Mark Bahnisch in Larvatus Prodeo has a post celebrating the start of the festive season (for political junkies, who had to get the election out of the way before they even noticed that the decorations were up in October). In passing, he comments that:
it’s interesting to note, just quietly, that it’s almost always business groups not the dreaded Maoist teachers or socialistic councils who do the “kill Xmas for multiculti thing”.
It struck me how true that is. Ten years ago, I was one of the people at my company agitating for non specific seasons greeting cards, rather than our traditional Christmas cards, because we were expanding into Asia (particularly Malaysia) at the time, and it seemed sensible. (I am ashamed to admit that until writing this post it didn’t occur to me that there were quite a few non Christian members of our own staff at the time, including one third of our celebrated team which contained a Bosnian Muslim, a Bosnian Serb, and a Bosnian Croat – only one of them an actual war refugee, the Serb, from memory).
And the reason that it makes good business sense to be non specific about Christianity at Christmas time is that there are real people in Australia who are not Christian, who would prefer not to be marginalised by everyone just assuming that they are Christian.
In contrast, at Chatterboy’s government school, his Year 1 concert contains two dreary modern Christmas songs, which have led to us having to explain the whole Christmas story in great detail, something we’d avoided till now.
Of course one of the things that education does is indoctrinate (all business is trying to do is sell things), which is the reason that there is so much passion from the Christian side complaining whenever a specifically Christian celebration (such as the end of season school concert) is watered down by a school recognising the diversity of cultural backgrounds that might exist there.
For me, I love the choral aspect of Christmas – Handel’s Messiah, the four part a capella Christmas carol singers you often get around town, and the traditional english carols (God Rest ye Merry Gentlemen is a personal favourite) which were part of my anglican childhood. And even though it makes little sense in our climate, those decorations which invoke the cosy winter cottage bulwarked against the snow always give me a warm inner glow.
But evangelical Christians are trying to subtly influence our school. The local Anglican minister is having an influence over the Christmas concert by maximising the religious content, and minimising the more traditional carols that are harder to understand and might therefore lead to less religious conversion. As an atheist, I find it slightly irritating, but it’s a good opportunity for the comparative religion lesson that we wish was available at school*. And our boys don’t seem too fazed by their difference from the mainstream that comes from us explaining to them that we don’t believe in God.
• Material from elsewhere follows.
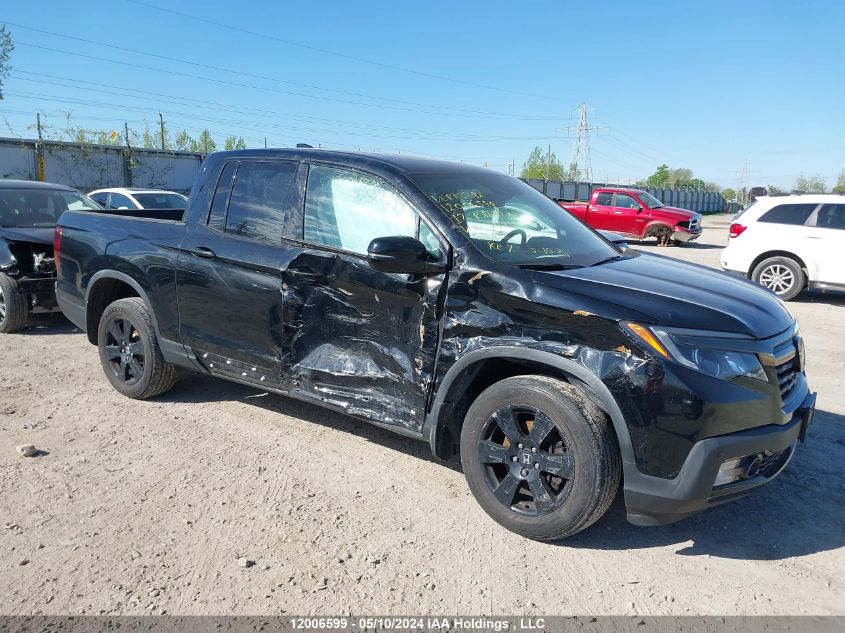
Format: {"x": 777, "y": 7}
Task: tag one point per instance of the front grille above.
{"x": 771, "y": 464}
{"x": 787, "y": 376}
But we celebrate an essentially secular Christmas anyway (with presents and decorations). It must be much harder if your religion precludes you from general participation.
Under the current provision for special religious education it is not possible for schools to provide alternative subjects in time set aside for special religious education. Only approved religious persuasions can operate lessons during this time.
So Chatterboy general gets to sit in the library and read his current book, which suits him down to the ground.